Bottles of water are labeled as containing 12 oz. Statistics students weighted the content of 7 randomly chosen bottles and found the mean weight to be 12.15 oz.

Assume that bottles of water are filled so that the actual amounts are normally distributed with a mean of 12.00 oz. and a standard deviation of .09 oz. Find the probability that a sample of 7 cans will have a mean amount of at least 12.15 oz.

I took (12.15-12)/.09 and got 1.66666667. I took the value for 1.7 in the normal distribution table and got .9525. I entered that as my answer and it wasn't right, so I thought that maybe it was supposed to be 1-.9525, but that wasn't right either. Should the 7 cans somehow fit into this?

It's an online program that my homework is on, and it only tells you whether you're right or not. The more I thought about it, if the bottles have a mean of 12, they'll never have a mean of 12.15. I tried 0 and it came up correct.

I used this page

http://davidmlane.com/hyperstat/z_table.html
and got the same result as you did after
1 - .9525

What answer are you supposed to get?

To solve this problem, you are on the right track by converting the given mean and standard deviation into the standard normal distribution. The formula you used to calculate the z-score is correct.
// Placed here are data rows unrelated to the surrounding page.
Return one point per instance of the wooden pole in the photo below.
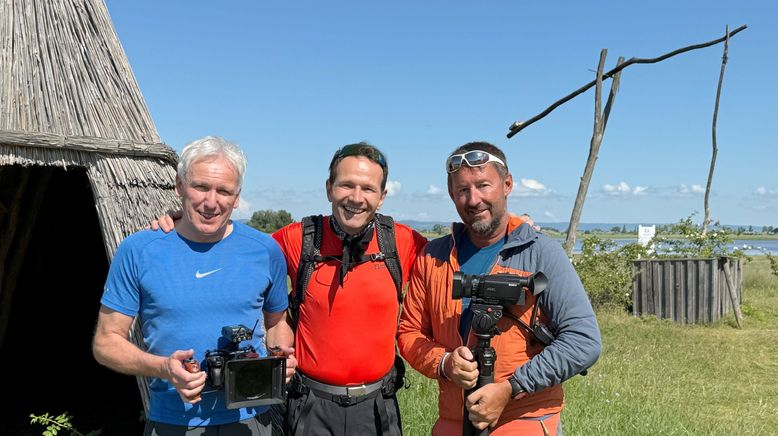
(724, 58)
(600, 122)
(518, 126)
(733, 294)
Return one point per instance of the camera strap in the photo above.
(310, 255)
(534, 327)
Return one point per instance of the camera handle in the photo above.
(484, 326)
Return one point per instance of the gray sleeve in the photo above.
(571, 319)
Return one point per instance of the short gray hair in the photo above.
(212, 146)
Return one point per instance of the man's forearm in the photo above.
(122, 356)
(279, 333)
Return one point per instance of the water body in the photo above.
(751, 247)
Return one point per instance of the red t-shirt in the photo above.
(346, 334)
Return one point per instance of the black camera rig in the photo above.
(488, 294)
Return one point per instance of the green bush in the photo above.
(606, 271)
(688, 241)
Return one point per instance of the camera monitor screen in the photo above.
(255, 382)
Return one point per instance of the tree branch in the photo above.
(724, 58)
(518, 126)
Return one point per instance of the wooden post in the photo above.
(724, 57)
(733, 294)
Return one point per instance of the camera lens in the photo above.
(252, 380)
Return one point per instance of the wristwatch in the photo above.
(516, 388)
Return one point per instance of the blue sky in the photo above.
(290, 82)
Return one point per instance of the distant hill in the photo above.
(562, 227)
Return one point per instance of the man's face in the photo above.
(480, 197)
(208, 198)
(356, 192)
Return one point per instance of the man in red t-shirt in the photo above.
(345, 336)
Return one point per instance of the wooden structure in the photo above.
(81, 167)
(688, 291)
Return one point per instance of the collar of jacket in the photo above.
(517, 233)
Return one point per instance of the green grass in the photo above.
(655, 377)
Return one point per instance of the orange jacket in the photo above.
(429, 324)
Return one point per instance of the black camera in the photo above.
(247, 379)
(497, 288)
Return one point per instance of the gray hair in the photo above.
(208, 147)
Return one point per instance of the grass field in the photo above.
(658, 378)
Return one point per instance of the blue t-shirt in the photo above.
(184, 293)
(473, 260)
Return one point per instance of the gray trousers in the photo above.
(260, 425)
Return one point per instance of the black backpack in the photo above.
(310, 255)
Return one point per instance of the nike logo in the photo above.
(199, 275)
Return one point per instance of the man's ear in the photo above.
(179, 186)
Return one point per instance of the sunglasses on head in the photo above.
(369, 152)
(475, 158)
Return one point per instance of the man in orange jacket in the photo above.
(434, 333)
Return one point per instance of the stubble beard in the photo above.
(487, 228)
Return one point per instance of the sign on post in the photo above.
(645, 234)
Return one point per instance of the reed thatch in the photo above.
(69, 99)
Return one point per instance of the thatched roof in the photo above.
(68, 98)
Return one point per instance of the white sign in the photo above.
(645, 234)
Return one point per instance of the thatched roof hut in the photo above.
(81, 166)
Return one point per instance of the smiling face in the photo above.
(481, 198)
(208, 196)
(356, 192)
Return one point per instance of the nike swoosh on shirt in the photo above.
(199, 275)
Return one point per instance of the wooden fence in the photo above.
(688, 291)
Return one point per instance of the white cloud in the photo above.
(434, 190)
(244, 210)
(764, 192)
(622, 189)
(530, 188)
(686, 191)
(392, 187)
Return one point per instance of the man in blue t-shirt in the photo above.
(186, 285)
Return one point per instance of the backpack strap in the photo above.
(309, 255)
(387, 245)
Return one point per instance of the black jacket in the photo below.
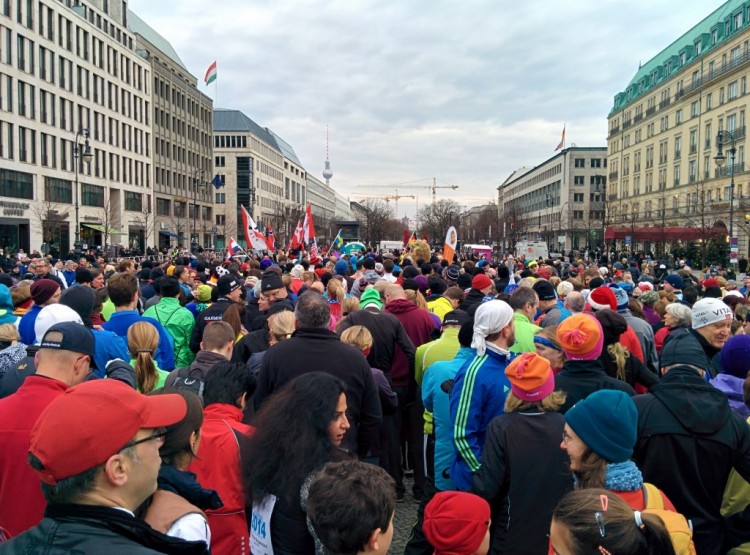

However, since this question asks about the probability that a sample of 7 cans will have a mean amount of at least 12.15 oz, we need to take into account the sample size (n = 7) as well.

The formula to calculate the standard error (SE) of the sample mean is given by:

SE = standard deviation / sqrt(n)

In this case, the standard deviation is 0.09 oz and the sample size is 7. So, the SE = 0.09 / sqrt(7) ≈ 0.034 oz.

Now, to find the probability that a sample of 7 cans will have a mean amount of at least 12.15 oz, we need to find the area under the standard normal distribution curve to the right of the z-score you calculated (1.67 in this case).

Applying the z-table, you can find that the area to the right of 1.67 is approximately 0.0475. However, we need to convert this probability value to the area to the left of 1.67, which represents the probability of the mean being at least 12.15 oz. To do this, subtract the obtained value from 1:

Probability = 1 - 0.0475 = 0.9525

So, the correct probability that a sample of 7 bottles will have a mean amount of at least 12.15 oz is approximately 0.9525 (or 95.25%).

Therefore, the answer to the question is 0.9525 or 95.25%, assuming the actual amounts are normally distributed with a mean of 12.00 oz. and a standard deviation of 0.09 oz.